No hubo exceso de épica, sino memoria, sentido común, agradecimiento y una indisimulada alegría.

 

La interconexión llega en un momento clave para el modelo energético gomero.

 

La isla ha puesto en marcha en los últimos años cinco parques eólicos con una capacidad de generación superior a los 11 megavatios, prácticamente el consumo habitual de la isla.

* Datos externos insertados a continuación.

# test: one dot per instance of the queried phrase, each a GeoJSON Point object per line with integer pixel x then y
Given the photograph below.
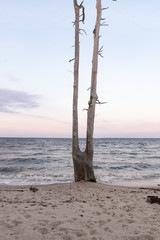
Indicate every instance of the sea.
{"type": "Point", "coordinates": [32, 161]}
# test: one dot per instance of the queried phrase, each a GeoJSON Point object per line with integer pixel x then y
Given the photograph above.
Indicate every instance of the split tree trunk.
{"type": "Point", "coordinates": [83, 161]}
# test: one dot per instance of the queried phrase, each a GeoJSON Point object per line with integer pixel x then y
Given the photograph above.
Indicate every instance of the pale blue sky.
{"type": "Point", "coordinates": [36, 79]}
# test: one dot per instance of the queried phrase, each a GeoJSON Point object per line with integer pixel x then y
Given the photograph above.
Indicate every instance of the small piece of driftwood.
{"type": "Point", "coordinates": [153, 199]}
{"type": "Point", "coordinates": [33, 189]}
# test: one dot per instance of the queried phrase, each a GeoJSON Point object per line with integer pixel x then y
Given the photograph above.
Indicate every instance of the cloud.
{"type": "Point", "coordinates": [12, 100]}
{"type": "Point", "coordinates": [11, 77]}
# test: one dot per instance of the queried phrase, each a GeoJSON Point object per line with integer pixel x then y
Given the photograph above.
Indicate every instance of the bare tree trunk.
{"type": "Point", "coordinates": [83, 161]}
{"type": "Point", "coordinates": [93, 91]}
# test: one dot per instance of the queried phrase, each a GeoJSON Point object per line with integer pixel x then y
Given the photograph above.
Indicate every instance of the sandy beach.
{"type": "Point", "coordinates": [84, 211]}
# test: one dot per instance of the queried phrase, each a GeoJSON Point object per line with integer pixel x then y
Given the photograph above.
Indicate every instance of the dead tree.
{"type": "Point", "coordinates": [83, 161]}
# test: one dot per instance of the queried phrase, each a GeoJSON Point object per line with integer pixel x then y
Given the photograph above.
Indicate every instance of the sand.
{"type": "Point", "coordinates": [83, 211]}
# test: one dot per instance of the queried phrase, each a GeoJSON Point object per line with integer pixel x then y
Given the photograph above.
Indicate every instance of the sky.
{"type": "Point", "coordinates": [36, 77]}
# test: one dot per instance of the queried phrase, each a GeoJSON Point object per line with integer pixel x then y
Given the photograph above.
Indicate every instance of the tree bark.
{"type": "Point", "coordinates": [83, 161]}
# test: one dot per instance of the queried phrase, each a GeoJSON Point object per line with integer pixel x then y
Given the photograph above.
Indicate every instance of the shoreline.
{"type": "Point", "coordinates": [149, 183]}
{"type": "Point", "coordinates": [78, 211]}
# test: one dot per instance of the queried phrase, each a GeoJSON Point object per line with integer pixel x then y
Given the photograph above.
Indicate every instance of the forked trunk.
{"type": "Point", "coordinates": [83, 161]}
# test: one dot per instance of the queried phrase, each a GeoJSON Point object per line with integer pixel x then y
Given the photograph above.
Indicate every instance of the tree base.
{"type": "Point", "coordinates": [83, 168]}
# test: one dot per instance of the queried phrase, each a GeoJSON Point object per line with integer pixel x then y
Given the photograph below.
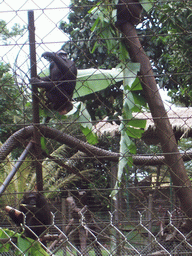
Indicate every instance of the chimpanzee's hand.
{"type": "Point", "coordinates": [49, 55]}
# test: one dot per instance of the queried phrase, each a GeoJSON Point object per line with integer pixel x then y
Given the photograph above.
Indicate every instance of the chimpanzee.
{"type": "Point", "coordinates": [36, 209]}
{"type": "Point", "coordinates": [128, 11]}
{"type": "Point", "coordinates": [60, 83]}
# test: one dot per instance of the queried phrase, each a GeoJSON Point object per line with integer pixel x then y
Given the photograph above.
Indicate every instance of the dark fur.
{"type": "Point", "coordinates": [37, 212]}
{"type": "Point", "coordinates": [61, 82]}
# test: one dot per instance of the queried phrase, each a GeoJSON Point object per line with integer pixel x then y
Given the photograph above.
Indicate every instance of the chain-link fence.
{"type": "Point", "coordinates": [95, 127]}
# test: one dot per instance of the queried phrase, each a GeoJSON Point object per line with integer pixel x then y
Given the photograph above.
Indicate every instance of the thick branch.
{"type": "Point", "coordinates": [167, 139]}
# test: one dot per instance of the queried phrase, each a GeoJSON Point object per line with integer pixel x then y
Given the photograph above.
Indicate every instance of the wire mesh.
{"type": "Point", "coordinates": [93, 207]}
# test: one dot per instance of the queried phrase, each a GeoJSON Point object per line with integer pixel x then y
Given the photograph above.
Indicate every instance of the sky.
{"type": "Point", "coordinates": [48, 14]}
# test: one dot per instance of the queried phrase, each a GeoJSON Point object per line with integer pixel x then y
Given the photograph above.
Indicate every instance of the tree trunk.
{"type": "Point", "coordinates": [167, 139]}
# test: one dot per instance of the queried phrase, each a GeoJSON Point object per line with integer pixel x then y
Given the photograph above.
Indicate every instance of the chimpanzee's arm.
{"type": "Point", "coordinates": [62, 64]}
{"type": "Point", "coordinates": [46, 84]}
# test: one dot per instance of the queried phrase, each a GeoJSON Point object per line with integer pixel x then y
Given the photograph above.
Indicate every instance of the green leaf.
{"type": "Point", "coordinates": [134, 133]}
{"type": "Point", "coordinates": [94, 80]}
{"type": "Point", "coordinates": [140, 123]}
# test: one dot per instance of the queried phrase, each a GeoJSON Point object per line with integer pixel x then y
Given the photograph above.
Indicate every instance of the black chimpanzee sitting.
{"type": "Point", "coordinates": [37, 212]}
{"type": "Point", "coordinates": [61, 82]}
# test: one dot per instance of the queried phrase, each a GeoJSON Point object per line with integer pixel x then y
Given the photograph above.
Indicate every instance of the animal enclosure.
{"type": "Point", "coordinates": [95, 128]}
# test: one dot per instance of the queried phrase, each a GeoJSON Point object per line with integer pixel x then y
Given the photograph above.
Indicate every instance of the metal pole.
{"type": "Point", "coordinates": [35, 102]}
{"type": "Point", "coordinates": [16, 167]}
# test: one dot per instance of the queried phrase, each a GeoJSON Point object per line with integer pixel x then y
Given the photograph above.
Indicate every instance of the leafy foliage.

Hasta ahora, una parte muy considerable de esa energía limpia se desperdiciaba por falta de capacidad para integrarla con seguridad en el sistema. A partir de hoy, el cable permite consumir renovables cuando se generan y exportar los excedentes a Tenerife, reduciendo el uso de la central térmica de El Palmar y el consumo de combustibles fósiles. Eso no sólo representa más seguridad en el suministro, también significa una apuesta decidida y coherente por la descarbonización y la transición energética. Que La Gomera envié su electricidad limpia sobrante a Tenerife, una isla aún lastrada por las decisiones erróneas que han mantenido en uso el fuel, es otro acto de justicia, pero esta vez de justicia poética.

 

La inversión, acometida por Red Eléctrica Española, la empresa pública de transporte eléctrico, ha contado con una planificación larga y compleja que explica por qué estas obras no se improvisan ni se anuncian para mañana. Llegan cuando pueden llegar. Y cuando lo hacen, se nota. Conviene subrayarlo porque durante años La Gomera ha esperado esta conexión mientras veía cómo se acumulaban retrasos, informes y prioridades ajenas.

 

La inauguración de ayer es el cierre de una deuda histórica. Y el mejor legado de una larga etapa de modernización de la isla.